El domingo anterior constatamos la persistencia de uno de los rituales que, a estas alturas, pueden ser más desconcertantes. Es inevitable tener una sensación de irrealidad o absurdo, como sucede ante cualquier otro acto atávico: concursos de belleza o ceremonias oficiales de una monarquía. Tendría más sentido un resurgimiento de la poliomielitis. También alimenta la sensación de que cada año, en el diálogo en torno de ese ritual, hay un aparente consenso acerca de su irrelevancia. Con todo, ahí le vemos reaparecer, con la misma gestualidad grandilocuente, el mismo convencimiento de su magnificencia.
Y es que, a pesar de la absoluta nulidad que tienen en el plano crítico, los premios Grammy aún no tienen sustituto en tanto certificación de la industria discográfica a sus productos más útiles (más lucrativos o con mayor posibilidad de ser instrumentados). Si los Oscar conservan todavía un mínimo de utilidad en tanto herramienta de autolegitimación crítica, los Grammy apenas llegan a medallas para los empleados estrella del año: los que estuvieron involucrados en las grabaciones más vendidas o aquellas en las que se plantearon las vías más transitables para la expansión del negocio de la música a gran escala.

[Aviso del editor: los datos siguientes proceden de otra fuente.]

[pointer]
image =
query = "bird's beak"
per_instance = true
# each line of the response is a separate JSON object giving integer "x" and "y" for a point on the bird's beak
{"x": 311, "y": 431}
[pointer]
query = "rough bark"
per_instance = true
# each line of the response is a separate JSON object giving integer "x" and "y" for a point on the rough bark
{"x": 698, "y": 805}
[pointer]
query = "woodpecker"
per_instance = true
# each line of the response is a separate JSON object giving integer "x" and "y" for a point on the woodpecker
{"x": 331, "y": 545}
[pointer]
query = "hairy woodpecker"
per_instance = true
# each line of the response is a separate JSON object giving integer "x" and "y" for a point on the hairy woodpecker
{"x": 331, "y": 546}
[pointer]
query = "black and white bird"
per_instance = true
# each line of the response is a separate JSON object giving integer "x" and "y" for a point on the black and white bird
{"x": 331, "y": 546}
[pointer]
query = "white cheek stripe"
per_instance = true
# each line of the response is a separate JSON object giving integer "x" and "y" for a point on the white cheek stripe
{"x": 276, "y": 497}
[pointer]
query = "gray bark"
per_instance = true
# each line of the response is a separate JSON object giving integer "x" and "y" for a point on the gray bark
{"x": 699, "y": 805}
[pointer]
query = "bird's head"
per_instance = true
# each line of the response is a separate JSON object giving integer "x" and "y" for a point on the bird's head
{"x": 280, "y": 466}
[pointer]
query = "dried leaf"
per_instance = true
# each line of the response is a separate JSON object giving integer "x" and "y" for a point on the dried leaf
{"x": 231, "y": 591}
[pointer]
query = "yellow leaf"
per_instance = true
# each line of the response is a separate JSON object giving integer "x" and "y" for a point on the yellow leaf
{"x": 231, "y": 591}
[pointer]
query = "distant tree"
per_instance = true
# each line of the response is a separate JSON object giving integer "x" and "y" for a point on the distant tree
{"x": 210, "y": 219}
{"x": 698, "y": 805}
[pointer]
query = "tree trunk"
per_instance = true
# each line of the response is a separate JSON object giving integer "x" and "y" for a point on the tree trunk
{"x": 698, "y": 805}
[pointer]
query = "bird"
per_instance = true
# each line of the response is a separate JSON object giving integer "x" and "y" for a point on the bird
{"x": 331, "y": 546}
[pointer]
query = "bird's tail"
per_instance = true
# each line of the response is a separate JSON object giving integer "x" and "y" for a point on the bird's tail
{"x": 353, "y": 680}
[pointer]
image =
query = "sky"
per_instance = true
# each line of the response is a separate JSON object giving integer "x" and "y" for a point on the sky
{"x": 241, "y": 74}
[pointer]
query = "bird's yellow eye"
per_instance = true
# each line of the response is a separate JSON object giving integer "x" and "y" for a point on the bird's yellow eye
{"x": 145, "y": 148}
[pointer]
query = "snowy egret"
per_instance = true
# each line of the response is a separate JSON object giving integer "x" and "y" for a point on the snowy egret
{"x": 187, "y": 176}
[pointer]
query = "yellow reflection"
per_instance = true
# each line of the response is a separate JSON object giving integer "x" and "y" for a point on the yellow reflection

En esto último reside la clave de que la ceremonia en la que se entregan estos premios siga, cada vez más solemne, completamente disociada de minucias como el espíritu de la época o el rating desastroso que tienen sus transmisiones: el negocio de las discográficas trasnacionales, que hasta hace no mucho se pretendía cerca del colapso, se ha incrementado a ritmo constante durante los últimos años (aunque aún lejos de los niveles que tenía hacia fines del siglo pasado). Este incremento, de hecho, ya dejó de ser marginal: el año pasado el salto en las utilidades fue de cuatro mil millones de dólares, en gran parte gracias a las plataformas de streaming legal, que han logrado volver a encarrilar el hábito de escuchar música, antes que cualquier otra cosa, como acto de consumo.

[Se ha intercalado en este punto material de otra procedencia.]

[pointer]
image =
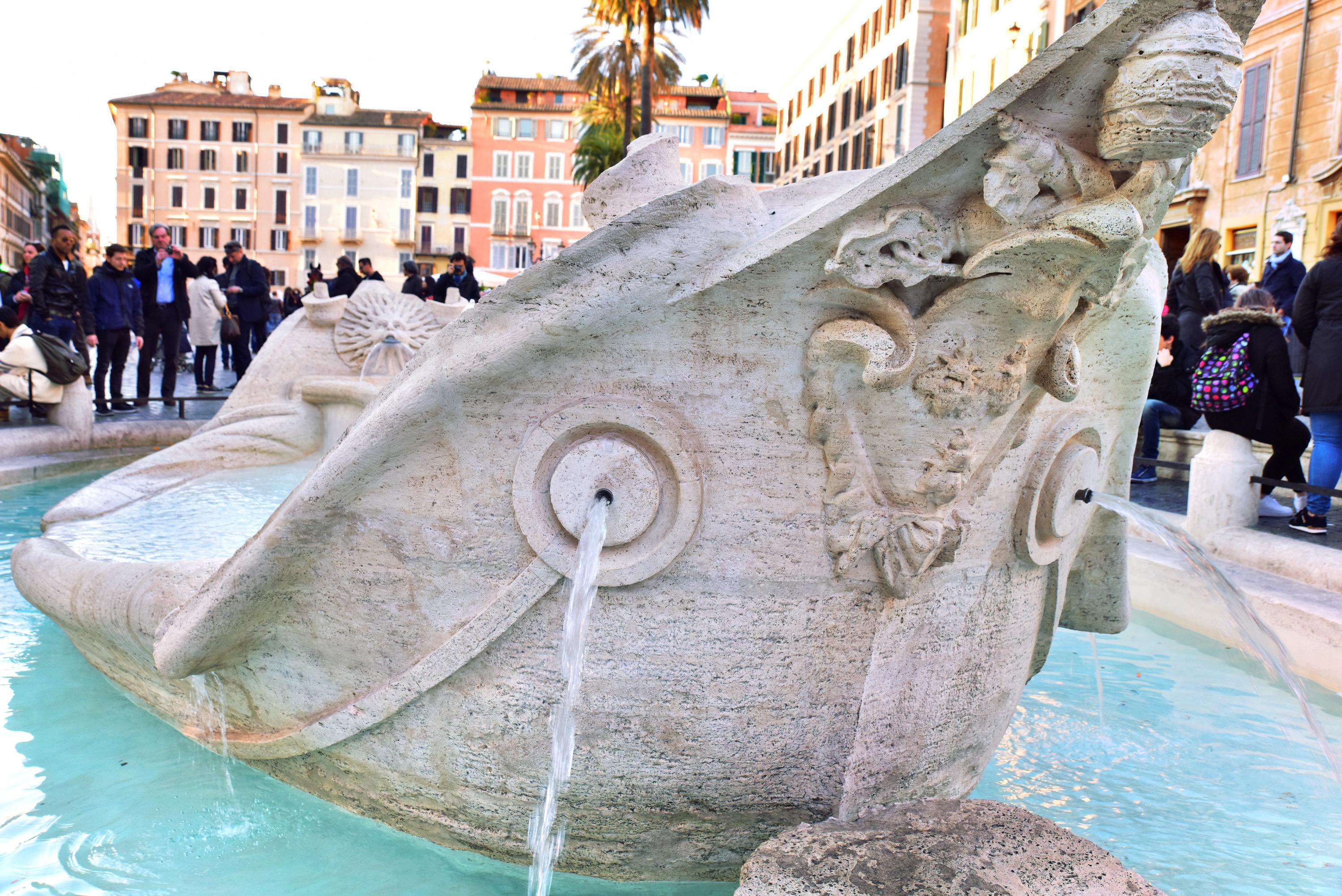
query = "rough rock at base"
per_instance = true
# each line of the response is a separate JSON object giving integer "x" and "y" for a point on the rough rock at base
{"x": 937, "y": 848}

En tanto fiesta, lo que celebra en primer lugar la industria de los Grammy es esta salud financiera, aunque también, en buena parte, el uso de la música como propaganda. En la lista de obras premiadas, además de privilegiarse la facilidad de escucha, se puede observar un mapa de la autocomplacencia moral de las élites estadounidenses. La omnipresencia de la música puede leerse erróneamente (mejor, venderse) como universalidad, un territorio en el que las diferencias son deslavadas en aras del bien mayor de la comunión. Sólo que esta comunión exige una sujeción sin reservas a los términos de las instituciones que la gobiernan y vigilan. Sería más adecuado decir que estas diferencias se licúan para adaptarse al recipiente que las contiene, desvinculando a los sujetos de su realidad material y sometiéndolos a una nueva.

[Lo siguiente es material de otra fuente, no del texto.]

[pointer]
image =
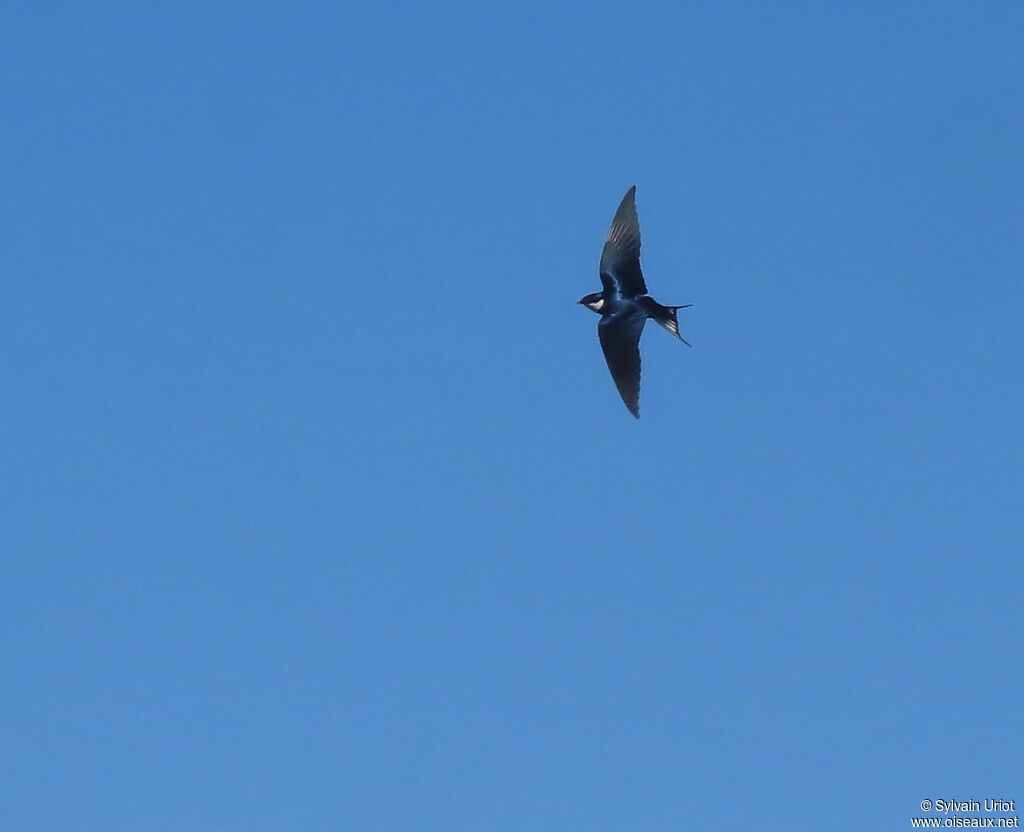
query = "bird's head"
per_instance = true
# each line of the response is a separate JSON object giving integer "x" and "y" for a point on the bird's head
{"x": 593, "y": 301}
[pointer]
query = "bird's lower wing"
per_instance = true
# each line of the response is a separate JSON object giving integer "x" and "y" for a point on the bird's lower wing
{"x": 621, "y": 341}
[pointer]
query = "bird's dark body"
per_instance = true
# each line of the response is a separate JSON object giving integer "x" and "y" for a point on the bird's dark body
{"x": 624, "y": 303}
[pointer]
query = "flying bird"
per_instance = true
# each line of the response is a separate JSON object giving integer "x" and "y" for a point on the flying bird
{"x": 624, "y": 303}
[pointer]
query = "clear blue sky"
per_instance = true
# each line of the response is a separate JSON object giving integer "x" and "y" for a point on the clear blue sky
{"x": 318, "y": 509}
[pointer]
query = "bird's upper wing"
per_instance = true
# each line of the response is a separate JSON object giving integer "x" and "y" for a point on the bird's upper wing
{"x": 621, "y": 259}
{"x": 620, "y": 336}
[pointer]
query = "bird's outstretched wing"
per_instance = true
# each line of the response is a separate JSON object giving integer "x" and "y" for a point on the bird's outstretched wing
{"x": 621, "y": 259}
{"x": 620, "y": 336}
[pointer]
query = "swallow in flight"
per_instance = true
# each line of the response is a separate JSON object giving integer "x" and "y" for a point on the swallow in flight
{"x": 624, "y": 303}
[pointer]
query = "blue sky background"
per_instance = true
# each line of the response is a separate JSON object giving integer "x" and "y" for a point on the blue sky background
{"x": 320, "y": 509}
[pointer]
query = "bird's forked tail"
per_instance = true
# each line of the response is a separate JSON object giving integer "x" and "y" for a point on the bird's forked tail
{"x": 666, "y": 316}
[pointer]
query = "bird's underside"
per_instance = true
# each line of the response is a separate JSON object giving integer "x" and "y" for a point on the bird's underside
{"x": 624, "y": 303}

El fenómeno de la política identitaria y su publicitación en la esfera mediática de los Estados Unidos, especialmente en su efecto de separar al individuo de los intereses colectivos para atomizarlo, ha sido abordado por Asad Haider en Mistaken Identity. En ese breve libro se comenta uno de los efectos más fácilmente observables de esta disolución (o fragmentación radical) de la conciencia política: la disociación entre la moral individual y la materialidad de las relaciones colectivas da paso a la plasticidad de los discursos políticos. Si se niega la realidad material se da paso a una fluctuación de las reglas del juego. Puede ser presidente un blanco supremacista luego de un afrodescendiente, sin que cambien en mayor medida los rasgos del gobierno.
Un ejemplo tal vez extremo de estas paradojas se vio el pasado domingo, cuando se transmitió en la ceremonia de los premios Grammy el mensaje que grabó Volodímir Zelenski, actual presidente de Ucrania. En circunstancias normales no habría sido sostenible, en la actual economía moral de los medios de comunicación y las redes sociales, la presencia de un personaje público de sesgo ultraderechista. La diferencia es que ahora estos rasgos no se comprenden como parte de un continuo, sino de un relato particular en el que Zelenski es un amigo estratégico, por decirlo de alguna manera. Un aliado que fue admitido a una fiesta por la autoridad que la organizó. Esa fiesta puede mantenerse en funcionamiento, aparentemente en forma indefinida, siempre que nuestros intereses coincidan en el plano más superficial. Y siempre que la música sea lo menos complicada posible.